The event will take place on Thursday, July 15, 2010 at the Bronx Borough President’s Office, Bronx County Court House, 851 Grand Concourse, Suite 301 at 6:00 p.m.
In an article published on October 4, 2005, The New York Times heralded photographer Joe Conzo as “The Man Who Took Hip Hop’s Baby Pictures.” Born and raised in the South Bronx, Conzo acquired a flair for photography at the tender age of nine while attending the Agnes Russell School on the campus of Columbia University. Later, he fine tuned those skills at the School of Visual Arts in New York City. Growing up around his grandmother, the dynamic South Bronx leader and activist Dr. Evelina López Antonetty and his father, longtime confidant and historian of the late Tito Puente, Joe Conzo, Sr., Conzo’s photographic work was deeply influenced by a strong legacy of Puerto Rican activism in the South Bronx, as well as the vibrancy of Puerto Rican musical culture in New York.
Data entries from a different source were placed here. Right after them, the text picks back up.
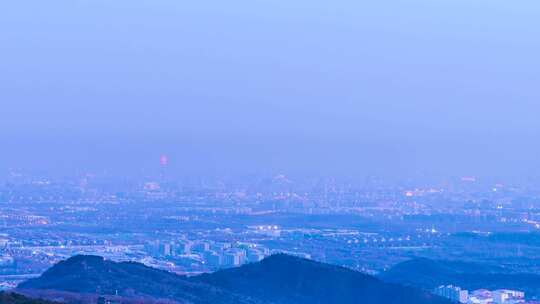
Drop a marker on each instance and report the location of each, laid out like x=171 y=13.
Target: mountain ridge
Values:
x=279 y=278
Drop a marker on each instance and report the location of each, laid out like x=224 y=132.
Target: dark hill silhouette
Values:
x=13 y=298
x=428 y=274
x=287 y=279
x=277 y=279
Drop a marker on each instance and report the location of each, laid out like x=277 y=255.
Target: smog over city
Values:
x=269 y=152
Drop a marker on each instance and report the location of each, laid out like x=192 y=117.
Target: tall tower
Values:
x=163 y=163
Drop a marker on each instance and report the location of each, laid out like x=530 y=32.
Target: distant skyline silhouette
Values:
x=345 y=88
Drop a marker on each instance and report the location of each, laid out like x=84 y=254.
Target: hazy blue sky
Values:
x=303 y=86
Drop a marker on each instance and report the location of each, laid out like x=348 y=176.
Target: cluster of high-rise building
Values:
x=213 y=254
x=480 y=296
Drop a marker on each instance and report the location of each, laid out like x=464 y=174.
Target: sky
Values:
x=344 y=87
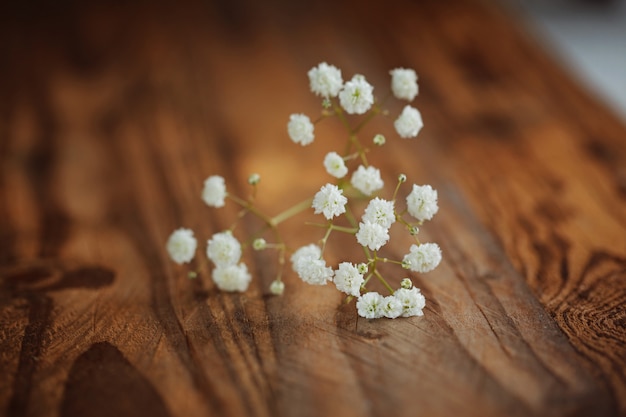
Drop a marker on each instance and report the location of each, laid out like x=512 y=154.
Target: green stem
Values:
x=384 y=281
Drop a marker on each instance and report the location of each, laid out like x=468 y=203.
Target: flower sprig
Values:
x=337 y=202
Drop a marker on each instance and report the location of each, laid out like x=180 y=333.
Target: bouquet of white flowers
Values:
x=339 y=99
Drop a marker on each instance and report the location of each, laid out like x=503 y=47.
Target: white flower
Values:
x=330 y=201
x=314 y=271
x=380 y=211
x=392 y=307
x=181 y=246
x=370 y=304
x=357 y=96
x=223 y=249
x=214 y=191
x=335 y=165
x=325 y=80
x=422 y=202
x=348 y=279
x=277 y=287
x=311 y=251
x=372 y=235
x=409 y=123
x=310 y=268
x=404 y=83
x=367 y=180
x=300 y=129
x=412 y=301
x=422 y=258
x=232 y=277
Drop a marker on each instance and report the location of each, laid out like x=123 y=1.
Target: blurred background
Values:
x=588 y=37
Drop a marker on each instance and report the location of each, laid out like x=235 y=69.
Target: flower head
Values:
x=357 y=95
x=370 y=305
x=313 y=271
x=232 y=277
x=214 y=191
x=412 y=301
x=300 y=129
x=335 y=165
x=372 y=235
x=277 y=287
x=392 y=307
x=404 y=83
x=422 y=202
x=422 y=258
x=367 y=180
x=380 y=211
x=330 y=201
x=223 y=249
x=181 y=246
x=348 y=279
x=409 y=123
x=325 y=80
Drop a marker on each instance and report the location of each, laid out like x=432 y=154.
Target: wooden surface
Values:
x=112 y=115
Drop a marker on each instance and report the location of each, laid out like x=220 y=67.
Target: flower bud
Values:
x=259 y=244
x=277 y=287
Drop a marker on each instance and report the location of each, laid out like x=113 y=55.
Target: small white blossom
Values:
x=335 y=165
x=367 y=180
x=422 y=202
x=277 y=287
x=409 y=123
x=412 y=301
x=310 y=268
x=223 y=249
x=300 y=129
x=314 y=271
x=348 y=279
x=325 y=80
x=357 y=95
x=181 y=246
x=370 y=305
x=259 y=244
x=330 y=201
x=422 y=258
x=406 y=283
x=232 y=277
x=392 y=307
x=404 y=83
x=214 y=191
x=380 y=211
x=372 y=235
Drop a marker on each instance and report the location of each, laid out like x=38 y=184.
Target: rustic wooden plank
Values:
x=112 y=115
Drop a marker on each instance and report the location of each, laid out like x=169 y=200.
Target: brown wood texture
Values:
x=112 y=115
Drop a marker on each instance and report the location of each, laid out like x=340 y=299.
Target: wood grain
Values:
x=112 y=115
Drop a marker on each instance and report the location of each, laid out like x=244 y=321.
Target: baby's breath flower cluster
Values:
x=357 y=187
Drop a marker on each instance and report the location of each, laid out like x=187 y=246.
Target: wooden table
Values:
x=111 y=117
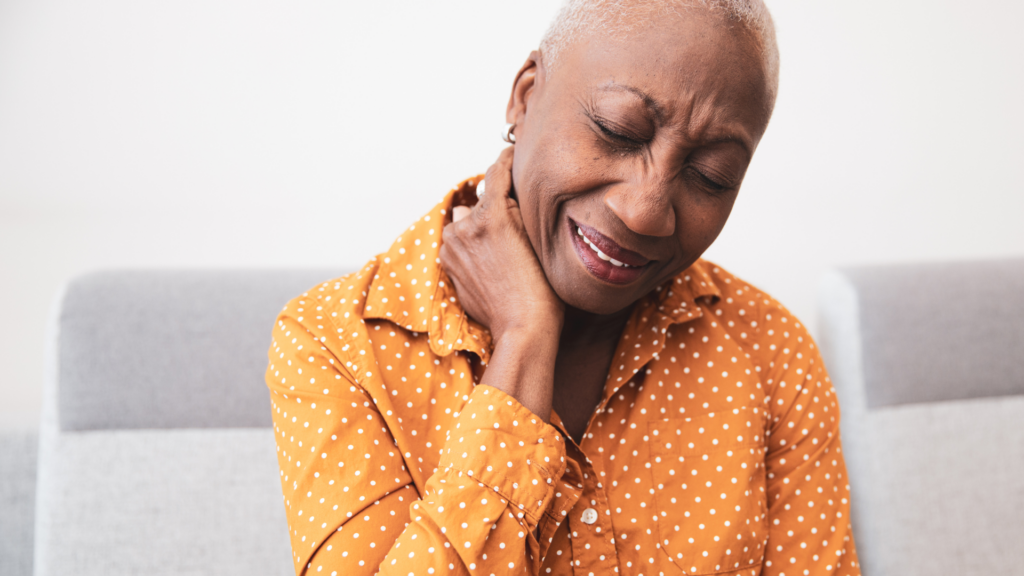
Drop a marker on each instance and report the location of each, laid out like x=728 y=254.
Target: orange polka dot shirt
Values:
x=714 y=450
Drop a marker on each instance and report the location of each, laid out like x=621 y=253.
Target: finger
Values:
x=460 y=212
x=499 y=180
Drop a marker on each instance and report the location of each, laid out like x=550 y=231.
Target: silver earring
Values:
x=507 y=134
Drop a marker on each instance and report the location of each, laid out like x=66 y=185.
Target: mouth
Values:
x=604 y=258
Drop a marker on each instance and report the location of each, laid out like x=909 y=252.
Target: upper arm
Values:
x=808 y=493
x=337 y=456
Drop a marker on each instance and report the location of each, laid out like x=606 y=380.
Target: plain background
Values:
x=222 y=133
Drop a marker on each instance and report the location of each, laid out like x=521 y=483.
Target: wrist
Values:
x=542 y=330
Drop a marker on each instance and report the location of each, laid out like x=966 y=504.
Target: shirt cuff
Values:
x=504 y=446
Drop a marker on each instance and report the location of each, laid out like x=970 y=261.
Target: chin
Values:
x=600 y=301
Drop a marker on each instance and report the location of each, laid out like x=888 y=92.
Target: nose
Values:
x=645 y=207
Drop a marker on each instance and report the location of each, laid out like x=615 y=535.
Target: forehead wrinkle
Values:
x=696 y=121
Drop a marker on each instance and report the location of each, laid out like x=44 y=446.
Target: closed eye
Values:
x=708 y=182
x=617 y=137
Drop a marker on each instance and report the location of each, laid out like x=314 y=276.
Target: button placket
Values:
x=592 y=538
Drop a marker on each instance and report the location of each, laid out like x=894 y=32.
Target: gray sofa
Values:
x=157 y=454
x=928 y=362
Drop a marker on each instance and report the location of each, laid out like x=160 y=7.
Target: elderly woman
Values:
x=542 y=375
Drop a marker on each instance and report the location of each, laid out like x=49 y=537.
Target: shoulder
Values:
x=752 y=315
x=329 y=313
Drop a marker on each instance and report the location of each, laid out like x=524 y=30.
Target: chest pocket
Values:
x=709 y=476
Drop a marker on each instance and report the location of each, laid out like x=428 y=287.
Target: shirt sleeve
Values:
x=809 y=528
x=350 y=502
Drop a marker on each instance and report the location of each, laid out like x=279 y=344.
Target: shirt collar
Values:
x=411 y=290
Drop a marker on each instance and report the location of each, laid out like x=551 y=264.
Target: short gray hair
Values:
x=580 y=17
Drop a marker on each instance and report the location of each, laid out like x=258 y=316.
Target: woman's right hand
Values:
x=489 y=259
x=492 y=262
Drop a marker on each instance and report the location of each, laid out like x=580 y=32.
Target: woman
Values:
x=549 y=379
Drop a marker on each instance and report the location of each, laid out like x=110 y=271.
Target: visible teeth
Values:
x=600 y=254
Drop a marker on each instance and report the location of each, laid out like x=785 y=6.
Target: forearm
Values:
x=523 y=366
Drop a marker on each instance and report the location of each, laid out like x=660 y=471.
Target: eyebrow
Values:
x=646 y=98
x=655 y=108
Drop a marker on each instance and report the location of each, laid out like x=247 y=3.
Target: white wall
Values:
x=223 y=133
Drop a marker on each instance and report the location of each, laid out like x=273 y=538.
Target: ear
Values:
x=529 y=77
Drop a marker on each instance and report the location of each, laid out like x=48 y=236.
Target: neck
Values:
x=582 y=328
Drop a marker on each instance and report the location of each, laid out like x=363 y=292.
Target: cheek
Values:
x=700 y=218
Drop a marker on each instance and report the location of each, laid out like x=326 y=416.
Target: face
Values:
x=629 y=158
Coming of age during a turbulent period in New York City history, Conzo was part of a generation of South Bronx youth that refused to be dissuaded by the massive physical deterioration of their environs and attempts to stifle their creative and intellectual potential. Indeed, while media reports touted the fires that were then engulfing many parts of the South Bronx, Conzo and his cohorts were contributing to the building of a new and defiant cultural movement that would soon come to be known as Hip Hop. On the frontlines of documenting these early years, Conzo photographed street parties, concerts, and other gatherings that reflected the innovations in dance, music and fashion that Hip Hop brought to the fore. In addition, he was an astute chronicler of the social and physical context from which Hip Hop arose, with his work including poignant and captivating images of the devastated urban landscape of the South Bronx, as well as the surrounding Puerto Rican community.
Many of the images caught on black and white film by Conzo in the 1970s and 80s, have traveled extensively throughout Asia, Europe, and the Americas, and are regarded by many as an important visual record of the pioneers of the modern Hip Hop movement, as well as of the people and political movements of the South Bronx. His first book “Born in The Bronx: A Visual Record of the Early Days of Hip Hop” (2007), a collaborative effort with noted New York musicologist and curator.